Las Vegas, San Francisco and Seattle reported the highest year-over-year gains among the 20 cities. In August, Las Vegas led the way with a 13.9% year-over-year price increase, followed by San Francisco with a 10.6% increase and Seattle with a 9.6% increase. Four of the 20 cities reported greater price increases in the year ending August 2018 versus the year ending July 2018.

Before seasonal adjustment, the National Index posted a month-over-month gain of 0.2% in August. The 10-City and 20-City Composites did not report any gains for the month. After seasonal adjustment, the National Index recorded a 0.6% month-over-month increase in August. The 10-City Composite and the 20-City Composite both posted 0.1% month-over-month increases. In August, 12 of 20 cities reported increases before seasonal adjustment, while 17 of 20 cities reported increases after seasonal adjustment.

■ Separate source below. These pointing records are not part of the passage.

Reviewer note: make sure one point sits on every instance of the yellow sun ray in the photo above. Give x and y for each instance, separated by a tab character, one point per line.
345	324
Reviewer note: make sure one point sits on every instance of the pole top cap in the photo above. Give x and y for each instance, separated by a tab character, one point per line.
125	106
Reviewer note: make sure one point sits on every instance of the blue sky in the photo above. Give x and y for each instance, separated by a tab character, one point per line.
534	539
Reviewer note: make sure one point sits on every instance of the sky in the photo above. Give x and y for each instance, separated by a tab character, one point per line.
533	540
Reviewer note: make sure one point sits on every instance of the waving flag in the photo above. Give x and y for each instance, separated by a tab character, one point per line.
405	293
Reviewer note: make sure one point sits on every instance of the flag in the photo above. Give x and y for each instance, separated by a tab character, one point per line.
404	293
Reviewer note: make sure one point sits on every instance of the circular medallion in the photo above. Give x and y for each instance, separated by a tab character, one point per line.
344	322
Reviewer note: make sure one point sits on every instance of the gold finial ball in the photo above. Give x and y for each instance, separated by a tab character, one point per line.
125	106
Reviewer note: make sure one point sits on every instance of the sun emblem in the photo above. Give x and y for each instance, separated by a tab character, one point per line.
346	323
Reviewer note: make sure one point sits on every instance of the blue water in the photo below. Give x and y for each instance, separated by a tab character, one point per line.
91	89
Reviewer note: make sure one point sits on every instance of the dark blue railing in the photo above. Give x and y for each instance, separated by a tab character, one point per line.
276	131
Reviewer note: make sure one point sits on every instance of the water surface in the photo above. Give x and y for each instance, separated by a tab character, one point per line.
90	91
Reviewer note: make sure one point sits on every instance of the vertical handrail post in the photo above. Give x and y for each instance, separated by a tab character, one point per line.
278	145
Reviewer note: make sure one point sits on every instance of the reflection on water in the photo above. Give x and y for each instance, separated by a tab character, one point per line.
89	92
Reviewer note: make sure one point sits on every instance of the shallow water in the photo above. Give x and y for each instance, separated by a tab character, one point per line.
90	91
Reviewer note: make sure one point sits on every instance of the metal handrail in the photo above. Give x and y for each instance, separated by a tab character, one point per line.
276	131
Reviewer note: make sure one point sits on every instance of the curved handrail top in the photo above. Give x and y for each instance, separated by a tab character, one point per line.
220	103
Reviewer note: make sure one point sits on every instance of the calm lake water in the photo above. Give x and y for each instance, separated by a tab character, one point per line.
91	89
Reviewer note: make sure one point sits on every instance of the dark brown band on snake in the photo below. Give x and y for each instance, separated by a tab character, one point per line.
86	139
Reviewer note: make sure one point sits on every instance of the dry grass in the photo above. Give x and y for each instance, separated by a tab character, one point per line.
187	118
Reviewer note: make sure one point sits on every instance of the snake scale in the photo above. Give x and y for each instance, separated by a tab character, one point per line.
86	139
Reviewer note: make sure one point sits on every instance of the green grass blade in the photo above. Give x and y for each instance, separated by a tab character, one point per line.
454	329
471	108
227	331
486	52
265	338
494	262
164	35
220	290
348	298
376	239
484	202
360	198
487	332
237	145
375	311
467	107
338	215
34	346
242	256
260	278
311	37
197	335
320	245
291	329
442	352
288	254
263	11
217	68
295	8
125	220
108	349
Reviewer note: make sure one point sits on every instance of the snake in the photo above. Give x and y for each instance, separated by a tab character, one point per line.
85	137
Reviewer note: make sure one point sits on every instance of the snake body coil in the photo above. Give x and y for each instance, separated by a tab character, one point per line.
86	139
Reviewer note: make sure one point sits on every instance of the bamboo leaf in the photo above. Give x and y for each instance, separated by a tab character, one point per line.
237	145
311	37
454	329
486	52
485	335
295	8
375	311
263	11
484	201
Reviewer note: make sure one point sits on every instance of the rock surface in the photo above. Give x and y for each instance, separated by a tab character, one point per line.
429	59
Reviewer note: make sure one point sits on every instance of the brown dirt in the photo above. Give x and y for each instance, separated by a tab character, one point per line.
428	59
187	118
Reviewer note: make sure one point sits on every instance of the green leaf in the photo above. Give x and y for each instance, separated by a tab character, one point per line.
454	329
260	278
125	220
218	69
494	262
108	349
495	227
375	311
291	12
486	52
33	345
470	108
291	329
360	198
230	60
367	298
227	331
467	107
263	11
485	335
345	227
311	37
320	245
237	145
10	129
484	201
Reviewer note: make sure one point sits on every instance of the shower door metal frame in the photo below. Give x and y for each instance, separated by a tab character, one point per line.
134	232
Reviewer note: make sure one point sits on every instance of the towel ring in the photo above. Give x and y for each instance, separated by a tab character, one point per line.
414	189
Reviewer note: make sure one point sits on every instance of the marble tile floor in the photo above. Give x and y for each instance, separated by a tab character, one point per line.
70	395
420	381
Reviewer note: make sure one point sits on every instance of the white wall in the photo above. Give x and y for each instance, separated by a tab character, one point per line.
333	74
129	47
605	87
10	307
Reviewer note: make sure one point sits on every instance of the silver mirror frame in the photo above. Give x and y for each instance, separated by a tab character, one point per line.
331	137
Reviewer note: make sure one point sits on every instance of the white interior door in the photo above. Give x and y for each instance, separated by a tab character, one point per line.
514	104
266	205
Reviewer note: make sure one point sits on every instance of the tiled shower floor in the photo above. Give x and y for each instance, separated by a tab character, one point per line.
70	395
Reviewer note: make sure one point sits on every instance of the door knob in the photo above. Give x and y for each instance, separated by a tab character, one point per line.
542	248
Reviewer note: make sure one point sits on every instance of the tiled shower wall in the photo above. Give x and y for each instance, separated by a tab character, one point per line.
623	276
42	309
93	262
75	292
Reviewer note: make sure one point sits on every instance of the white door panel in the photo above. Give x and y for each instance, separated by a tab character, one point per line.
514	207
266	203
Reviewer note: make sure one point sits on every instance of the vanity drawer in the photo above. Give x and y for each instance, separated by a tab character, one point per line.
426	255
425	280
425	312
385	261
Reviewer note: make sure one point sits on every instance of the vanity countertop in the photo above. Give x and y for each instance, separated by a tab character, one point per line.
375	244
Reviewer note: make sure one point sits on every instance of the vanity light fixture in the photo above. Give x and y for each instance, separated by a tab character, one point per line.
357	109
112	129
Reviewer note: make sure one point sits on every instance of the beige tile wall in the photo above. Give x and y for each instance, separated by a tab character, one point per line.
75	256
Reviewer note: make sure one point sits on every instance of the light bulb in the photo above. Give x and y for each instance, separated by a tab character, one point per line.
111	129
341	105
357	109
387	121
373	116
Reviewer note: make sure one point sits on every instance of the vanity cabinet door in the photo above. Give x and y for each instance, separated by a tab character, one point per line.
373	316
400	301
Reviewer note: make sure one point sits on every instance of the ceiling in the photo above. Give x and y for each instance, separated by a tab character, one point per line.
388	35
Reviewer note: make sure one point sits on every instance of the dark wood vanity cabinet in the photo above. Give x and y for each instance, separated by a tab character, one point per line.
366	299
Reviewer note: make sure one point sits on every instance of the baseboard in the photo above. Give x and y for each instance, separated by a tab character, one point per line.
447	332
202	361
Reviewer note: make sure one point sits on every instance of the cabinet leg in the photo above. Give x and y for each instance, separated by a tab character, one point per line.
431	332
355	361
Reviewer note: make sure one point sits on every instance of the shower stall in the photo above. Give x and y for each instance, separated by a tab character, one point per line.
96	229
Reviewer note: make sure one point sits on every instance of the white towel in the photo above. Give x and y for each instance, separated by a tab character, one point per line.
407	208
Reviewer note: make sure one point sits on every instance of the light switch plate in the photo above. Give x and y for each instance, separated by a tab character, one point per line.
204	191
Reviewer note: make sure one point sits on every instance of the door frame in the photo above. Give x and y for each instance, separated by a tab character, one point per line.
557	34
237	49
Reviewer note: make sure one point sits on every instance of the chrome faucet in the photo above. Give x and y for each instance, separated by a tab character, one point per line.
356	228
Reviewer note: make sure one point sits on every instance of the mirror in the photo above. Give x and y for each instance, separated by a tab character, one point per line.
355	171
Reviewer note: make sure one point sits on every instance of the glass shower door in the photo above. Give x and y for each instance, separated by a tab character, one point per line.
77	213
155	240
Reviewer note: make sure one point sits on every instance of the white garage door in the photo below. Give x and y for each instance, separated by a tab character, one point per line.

“Following reports that home sales are flat to down, price gains are beginning to moderate,” says David M. Blitzer, managing director and chairman of the Index Committee at S&P Dow Jones Indices. “Comparing prices to their levels a year earlier, 14 of the 20 cities, the National Index plus the 10-city and 20-city Composite Indices all show slower price growth. The seasonally adjusted monthly data show that 10 cities experienced declining prices. Other housing data tell a similar story: prices and sales of new single family homes are weakening, housing starts are mixed and residential fixed investment is down in the last three quarters. Rising prices may be pricing some potential home buyers out of the market, especially when combined with mortgage rates approaching 5% for 30-year fixed rate loans.

“There are no signs that the current weakness will become a repeat of the crisis, however. In 2006, when home prices peaked and then tumbled, mortgage default rates bottomed out and started a three year surge,. Blitzer said. Today, the mortgage default rates reported by the S&P/Experian Consumer Credit Default Indices are stable. Without a collapse in housing finance like the one seen 12 years ago, a crash in home prices is unlikely.”